I do not think I have hitherto made any mention of the black cobras-di-capello which are the pest of the barracks at Tower Hill. These playful companions seem to have a particular predilection for the sunny banks and rocks of that hill, and, during my two months’ residence there in 1874, four were killed within five or ten yards of the officers’ mess; but they appear to have become much more familiar of late years, and, a few days after my arrival, one was seen, and another killed, in a bedroom on the second story. As a bite from one of these snakes causes certain death within three hours, one would wish to have less dangerous domestic creatures at large. There must be hundreds of them in the vicinity of the barracks, as I have seen eight or nine myself at different times; and while walking up the hill one evening in the dusk barely escaped treading on one, being only just warned in time by a shrill hiss. These cobras usually go about in couples, and during the breeding season they will, though totally unmolested, make direct for any person who may happen to approach them.

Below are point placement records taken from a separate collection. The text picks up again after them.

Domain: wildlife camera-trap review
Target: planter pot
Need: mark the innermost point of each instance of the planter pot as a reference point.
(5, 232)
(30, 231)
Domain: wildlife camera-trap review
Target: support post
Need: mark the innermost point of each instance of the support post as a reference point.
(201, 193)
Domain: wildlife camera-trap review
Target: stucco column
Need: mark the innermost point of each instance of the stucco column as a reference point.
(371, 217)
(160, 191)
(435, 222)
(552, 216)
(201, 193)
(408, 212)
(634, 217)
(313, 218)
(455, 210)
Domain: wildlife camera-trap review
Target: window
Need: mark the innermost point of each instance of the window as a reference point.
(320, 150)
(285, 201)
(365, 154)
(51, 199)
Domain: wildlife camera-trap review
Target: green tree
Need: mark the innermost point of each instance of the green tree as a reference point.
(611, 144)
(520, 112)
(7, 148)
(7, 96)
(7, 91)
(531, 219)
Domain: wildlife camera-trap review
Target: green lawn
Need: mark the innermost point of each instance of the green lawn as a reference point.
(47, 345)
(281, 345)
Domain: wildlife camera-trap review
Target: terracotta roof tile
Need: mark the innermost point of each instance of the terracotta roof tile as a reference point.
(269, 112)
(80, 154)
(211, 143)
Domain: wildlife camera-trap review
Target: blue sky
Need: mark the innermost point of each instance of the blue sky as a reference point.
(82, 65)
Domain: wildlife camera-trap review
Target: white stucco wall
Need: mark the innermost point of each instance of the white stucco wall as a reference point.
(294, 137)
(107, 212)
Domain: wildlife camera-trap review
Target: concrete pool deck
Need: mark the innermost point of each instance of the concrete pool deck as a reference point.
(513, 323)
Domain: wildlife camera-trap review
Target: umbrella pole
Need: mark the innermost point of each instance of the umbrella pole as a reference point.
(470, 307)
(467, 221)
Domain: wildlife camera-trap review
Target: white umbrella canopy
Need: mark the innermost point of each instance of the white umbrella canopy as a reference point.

Apropos of snakes,—a naval officer had rather an amusing adventure with one at Tower Hill. He had come ashore, from a gunboat lying in the harbour, to dine at mess; and, as is usually the case, had suddenly discovered, after the third or fourth rubber, about 11 p.m., that he could not get off to his ship that night, and must trespass upon somebody’s kindness for a bed. He was assisted to a room, and the lights were being put out in the mess when we heard a series of wild shouts up stairs, and then a noise as of some heavy body thumping and banging down the steps. We ran out into the passage, and discovered the naval man lying curled up, half undressed, at the bottom of the stair-case; so we lifted him up and asked what was the matter. He appeared very much frightened, and gasped out:—
“Oh, Lord! I’ve got them at last.”
“Got what?” we inquired.
“Oh, Lord: I’ve got them at last—Oh, send for a doctor will you. I’ll never touch another drop of that cursed ship’s rum, if I get over this.”
“But what have you got?” we reiterated.
“Got? I’ve got the jumps—that’s what I’ve got.”
“Nonsense! go to bed! you’re all right.”
“I tell you I’m not. I could have sworn I saw a snake in my bed just now, and that’s one of the first signs.”